出雲伊波比神社の流鏑馬

更新日:2021年12月23日

 流鏑馬の舞台、出雲伊波比神社は、臥龍山の頂上にあり、本殿と旧八幡社が並んで建っています。江戸時代後期まで、現在の本殿は飛来大明神と呼ばれ、旧八幡社は8月、飛来大明神は9月に、それぞれ流鏑馬が行われていました。今では、旧八幡社の流鏑馬は3月の春の流鏑馬に、飛来大明神の流鏑馬は11月3日の流鏑馬に引き継がれています。
 伝承では、康平6年(1063)、源義家が奥州征伐の凱旋の際、戦勝のお礼に当地を訪れ、八幡社を建て、流鏑馬を奉納したことがはじまりといわれています。
 埼玉県内で今日まで伝えられている地域の伝統行事としての流鏑馬は、ときがわ町萩日吉(はぎひよし)神社の流鏑馬と毛呂山町出雲伊波比神社の流鏑馬で、毎年行われるのは出雲伊波比神社の流鏑馬のみです。

流鏑馬の衣装を身にまとった男性が、走っている白馬に乗って右側の的に向かって矢を放とうとしている写真

 流鏑馬は、中世、源頼朝の家臣だった毛呂氏が治めた領地ともいわれる旧毛呂郷の人びとによって行われます。旧毛呂郷は、祭礼区と呼ばれる3つの地区に分かれ、第一祭礼区(毛呂本郷)、第二祭礼区(小田谷と長瀬)、第三祭礼区(岩井と前久保)から1頭ずつ馬が出され、3頭の馬により流鏑馬が奉納されます。
 秋の流鏑馬では15歳前後の少年が「乗り子」と呼ばれる射手を務めます。出雲伊波比神社の流鏑馬は、鎌倉武士の稽古、精進、出陣、合戦、凱旋という、一連の生活を表しているといわれます。

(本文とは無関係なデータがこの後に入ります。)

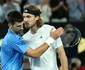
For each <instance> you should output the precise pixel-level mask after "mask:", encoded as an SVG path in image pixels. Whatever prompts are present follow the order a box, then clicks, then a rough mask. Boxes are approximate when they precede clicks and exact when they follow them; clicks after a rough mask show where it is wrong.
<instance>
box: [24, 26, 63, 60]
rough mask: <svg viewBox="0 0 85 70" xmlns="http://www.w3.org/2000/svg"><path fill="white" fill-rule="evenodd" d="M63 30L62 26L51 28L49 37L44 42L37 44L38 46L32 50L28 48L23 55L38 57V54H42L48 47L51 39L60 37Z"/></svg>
mask: <svg viewBox="0 0 85 70" xmlns="http://www.w3.org/2000/svg"><path fill="white" fill-rule="evenodd" d="M63 32H64V30H63V28H62V27H60V28H58V29H56V30H55V31H53V29H51V32H50V38H49V39H48V40H47V41H46V42H45V43H44V44H42V45H41V46H39V47H38V48H36V49H34V50H33V49H32V48H29V49H28V50H27V51H26V53H25V55H27V56H30V57H33V58H38V57H40V55H42V54H43V53H44V52H45V51H46V50H47V49H48V47H49V45H50V43H52V42H53V39H54V40H56V39H57V38H58V37H60V36H61V35H62V34H63Z"/></svg>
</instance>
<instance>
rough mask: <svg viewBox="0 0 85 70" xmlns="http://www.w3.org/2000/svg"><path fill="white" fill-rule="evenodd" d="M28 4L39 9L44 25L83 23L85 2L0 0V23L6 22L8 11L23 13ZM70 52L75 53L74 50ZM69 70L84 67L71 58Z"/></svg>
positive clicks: (69, 66)
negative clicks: (24, 8) (18, 11)
mask: <svg viewBox="0 0 85 70" xmlns="http://www.w3.org/2000/svg"><path fill="white" fill-rule="evenodd" d="M29 4H35V5H37V6H38V7H39V9H40V10H41V12H42V13H41V17H42V19H43V21H44V23H51V22H84V21H85V0H0V23H4V22H5V21H6V20H7V13H8V12H9V11H12V10H17V11H19V12H21V13H23V7H24V6H25V5H29ZM67 50H68V49H67ZM72 50H73V51H75V48H74V49H73V48H72ZM68 51H69V50H68ZM69 52H70V51H69ZM73 53H74V52H73ZM71 54H72V52H71ZM72 55H73V54H72ZM68 57H69V56H68ZM69 69H70V70H85V67H84V66H82V62H81V60H80V59H78V58H72V59H71V60H70V61H69Z"/></svg>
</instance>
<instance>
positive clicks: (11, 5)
mask: <svg viewBox="0 0 85 70" xmlns="http://www.w3.org/2000/svg"><path fill="white" fill-rule="evenodd" d="M3 9H4V12H5V13H4V14H5V19H7V16H6V15H7V13H8V12H10V11H12V10H17V11H21V10H20V5H19V4H18V3H15V2H14V0H6V3H5V4H3Z"/></svg>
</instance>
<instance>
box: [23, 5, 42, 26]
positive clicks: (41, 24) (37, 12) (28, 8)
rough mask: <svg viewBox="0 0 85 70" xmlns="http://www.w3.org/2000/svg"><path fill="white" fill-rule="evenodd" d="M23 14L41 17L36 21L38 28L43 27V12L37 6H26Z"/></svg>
mask: <svg viewBox="0 0 85 70" xmlns="http://www.w3.org/2000/svg"><path fill="white" fill-rule="evenodd" d="M23 13H29V14H32V15H34V16H35V17H36V16H39V19H38V20H37V21H36V24H37V26H38V27H41V26H42V25H43V21H42V19H41V17H40V14H41V11H40V9H39V8H38V7H37V6H36V5H32V4H30V5H26V6H25V7H24V12H23Z"/></svg>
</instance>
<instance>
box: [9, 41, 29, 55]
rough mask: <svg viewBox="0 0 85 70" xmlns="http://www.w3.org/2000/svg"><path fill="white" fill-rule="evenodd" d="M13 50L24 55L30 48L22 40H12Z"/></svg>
mask: <svg viewBox="0 0 85 70" xmlns="http://www.w3.org/2000/svg"><path fill="white" fill-rule="evenodd" d="M10 45H11V48H12V49H13V50H15V51H17V52H19V53H22V54H24V53H25V52H26V51H27V50H28V49H29V46H28V45H27V44H25V43H24V42H23V41H22V40H17V41H16V40H11V41H10Z"/></svg>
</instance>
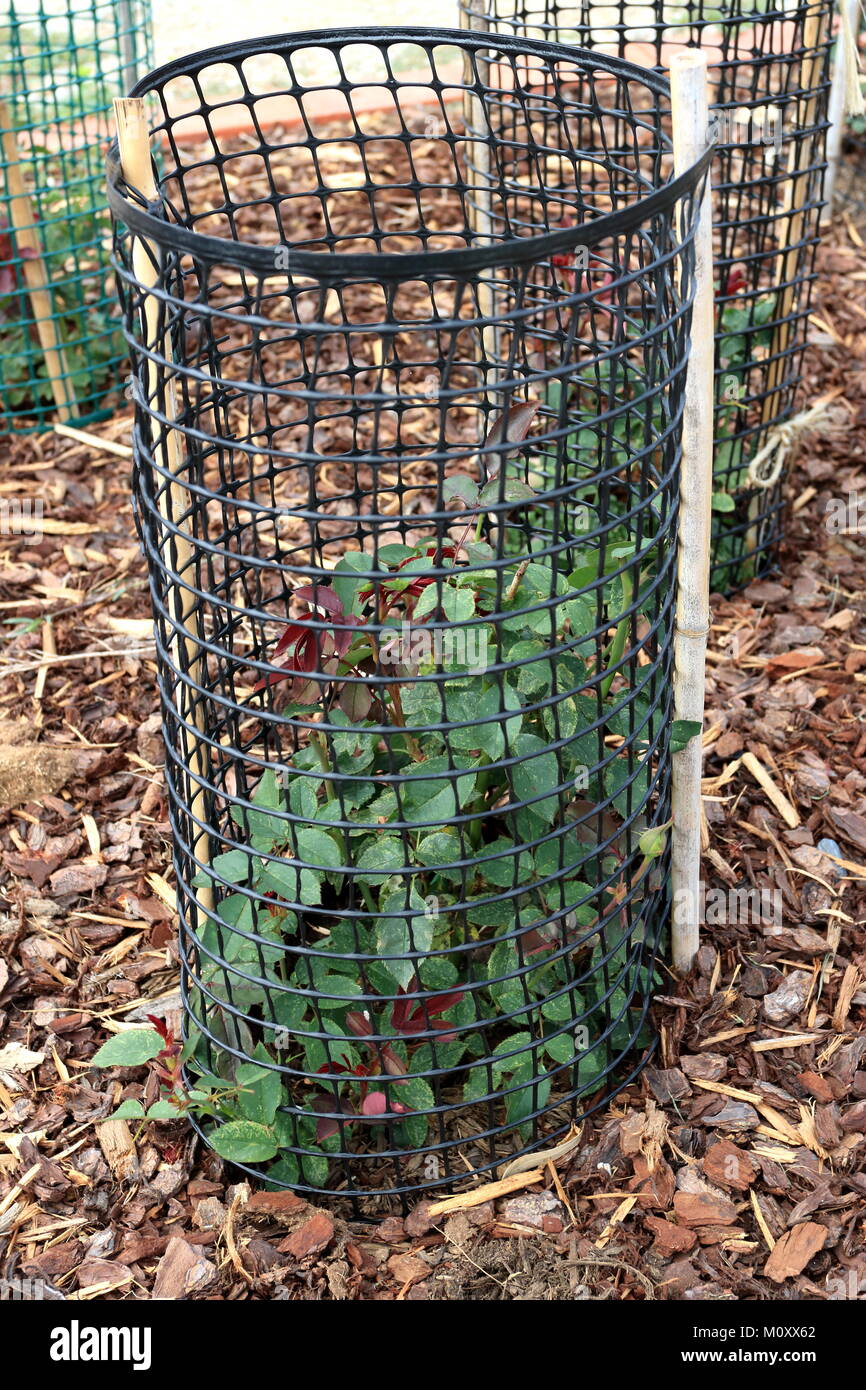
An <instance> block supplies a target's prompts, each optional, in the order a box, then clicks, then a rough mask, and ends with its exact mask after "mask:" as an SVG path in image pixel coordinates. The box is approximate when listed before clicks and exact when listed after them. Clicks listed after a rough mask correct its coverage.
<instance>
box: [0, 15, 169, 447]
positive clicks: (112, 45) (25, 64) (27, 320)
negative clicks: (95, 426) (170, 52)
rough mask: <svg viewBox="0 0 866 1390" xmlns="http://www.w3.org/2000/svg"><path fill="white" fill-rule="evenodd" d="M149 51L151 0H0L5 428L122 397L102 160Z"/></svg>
mask: <svg viewBox="0 0 866 1390" xmlns="http://www.w3.org/2000/svg"><path fill="white" fill-rule="evenodd" d="M150 61H152V57H150V0H0V435H6V434H26V432H31V431H35V430H46V428H50V423H51V420H53V418H54V417H56V414H60V418H61V420H63V418H70V420H75V418H76V420H78V421H81V423H82V424H86V423H88V421H90V420H96V418H101V417H103V416H104V414H107V413H110V410H111V409H113V404H115V403H117V396H114V402H111V396H113V393H115V392H117V386H118V384H120V379H121V364H122V363H124V360H125V356H126V354H125V345H124V338H122V332H121V328H120V322H118V314H117V297H115V295H114V288H113V275H111V268H110V264H108V254H110V249H111V225H110V220H108V214H107V210H106V200H104V158H106V146H107V143H108V138H110V133H111V101H113V99H114V97H115V96H121V95H122V93H124V92H126V90H128V88H129V86H131V85H132V82H133V81H135V78H136V76H138V75H139V72H143V71H146V70H147V67H149V65H150Z"/></svg>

 毎年3月の第2日曜日には、毛呂の流鏑馬の起源である春の流鏑馬が行われます。春の流鏑馬は、毛呂郷の総鎮守である八幡社の流鏑馬で、古くは、付け祭りとして獅子舞も奉納されていました。7歳未満の幼児が乗り子となるのは、「7つうちは神の子」といわれるように、幼児は神様により近い存在と考えられるためです。
 春の流鏑馬では、その年の秋の流鏑馬のリーダーとなる一の馬によって、静止した馬の上から的に1本だけ矢を射る「願的(がんまとう)」という行事が行われます。また、乗り子の頭上には、オカイドリといわれる小袖が同行します。オカイドリは乗り子を守る母親の象徴とされています。

白馬に乗って、頭上にカラフルな色の飾りを乗せ赤色の流鏑馬の衣装を着た男の子の写真

春の流鏑馬

笹の木の上に、白色と赤色のオカイドリが乗っている写真

オカイドリ(小袖)

『出雲伊波比神社のやぶさめ』は、平成17年3月に埼玉県指定無形民俗文化財となりました。